People in our own day worry and hoard and save and build storage space for manna. They operate out of economies of abundance and scarcity instead of the economy of enough. Which is why my family still eats chitterlings to this day — because our family’s white enslavers were operating out of the economy of scarcity and abundance, of fear and domestic terrorism. And we inherited the pig’s intestines, the leftovers, our own manna.

James Jones holds his granddaughter D'kyra Williams at a family birthday party for Ruthie Wilson at a home owned by the Wilsons for over 100 years in the historically black community of Goldsboro in Sanford, Florida. Image by Mario Tama/Getty Images, © All Rights Reserved.

We made something savory and filling out of the stuff that they didn’t want. And ritually, usually around Thanksgiving, Christmas, or New Year’s Eve, my parents would roll up their sleeves and clean those chitlins, handling them with the same lightness and care their ancestors did. And on those cool winter evenings, even to this day, we feast with those ancestors, recalling our emancipation, our freedom, our liberation — not unlike my own work as an Episcopal priest, recalling for a baptized assembly, and the whole world, the ways in which God has and does deliver and liberate us from the power of evil, from forces that seek to do us harm, from systems and individuals more interested in shedding blood than throwing good parties.
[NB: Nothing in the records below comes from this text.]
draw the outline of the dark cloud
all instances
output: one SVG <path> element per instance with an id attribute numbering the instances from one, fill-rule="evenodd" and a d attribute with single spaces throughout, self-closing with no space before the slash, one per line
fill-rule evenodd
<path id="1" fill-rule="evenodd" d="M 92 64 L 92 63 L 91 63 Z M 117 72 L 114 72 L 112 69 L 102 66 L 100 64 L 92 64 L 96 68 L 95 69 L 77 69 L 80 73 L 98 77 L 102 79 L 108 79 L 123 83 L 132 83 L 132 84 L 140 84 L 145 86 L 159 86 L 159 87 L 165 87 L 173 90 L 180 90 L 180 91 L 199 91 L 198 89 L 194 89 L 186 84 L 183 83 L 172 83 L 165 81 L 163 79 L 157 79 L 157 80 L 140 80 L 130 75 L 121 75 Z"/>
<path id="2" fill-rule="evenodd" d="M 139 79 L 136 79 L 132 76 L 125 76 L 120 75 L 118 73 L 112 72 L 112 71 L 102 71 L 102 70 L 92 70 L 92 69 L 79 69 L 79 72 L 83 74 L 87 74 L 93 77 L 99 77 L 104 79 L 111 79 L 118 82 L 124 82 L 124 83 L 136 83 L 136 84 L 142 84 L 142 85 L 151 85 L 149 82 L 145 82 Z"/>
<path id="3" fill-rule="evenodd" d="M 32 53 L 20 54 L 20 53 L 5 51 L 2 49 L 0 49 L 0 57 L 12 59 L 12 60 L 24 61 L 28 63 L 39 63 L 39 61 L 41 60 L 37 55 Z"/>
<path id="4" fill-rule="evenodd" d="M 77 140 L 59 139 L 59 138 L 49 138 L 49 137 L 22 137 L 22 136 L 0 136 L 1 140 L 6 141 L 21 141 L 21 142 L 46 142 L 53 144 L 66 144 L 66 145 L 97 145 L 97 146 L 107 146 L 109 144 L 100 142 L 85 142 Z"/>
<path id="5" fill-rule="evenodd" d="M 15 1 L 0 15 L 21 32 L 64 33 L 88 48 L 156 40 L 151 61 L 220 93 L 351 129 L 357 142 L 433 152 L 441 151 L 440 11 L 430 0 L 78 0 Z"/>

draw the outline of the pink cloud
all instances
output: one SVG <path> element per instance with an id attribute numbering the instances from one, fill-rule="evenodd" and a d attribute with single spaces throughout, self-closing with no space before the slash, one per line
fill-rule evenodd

That is what eating together, sharing a table does. It expands our social and theological imaginations, ushers in a new way of relating to each other, while bringing our origin stories to bear in tangible and transformative ways. And it brings to mind all those who won’t be seated at tables with their loved ones anymore, due to state-sanctioned violence exacted upon them during a chance encounter with police or because they’ve been banished from their family of origin due to their sexual orientation or gender identity.

And it causes us to recall, in Word and Sacrament, the dramatic story of Jesus — that he was drawn to those whom others ignored. We’re reminded that his way of life, that God’s way of creating, loving, and setting us free, is defined by those with whom we share food, at the tables and altars we create and feast at in our famished times.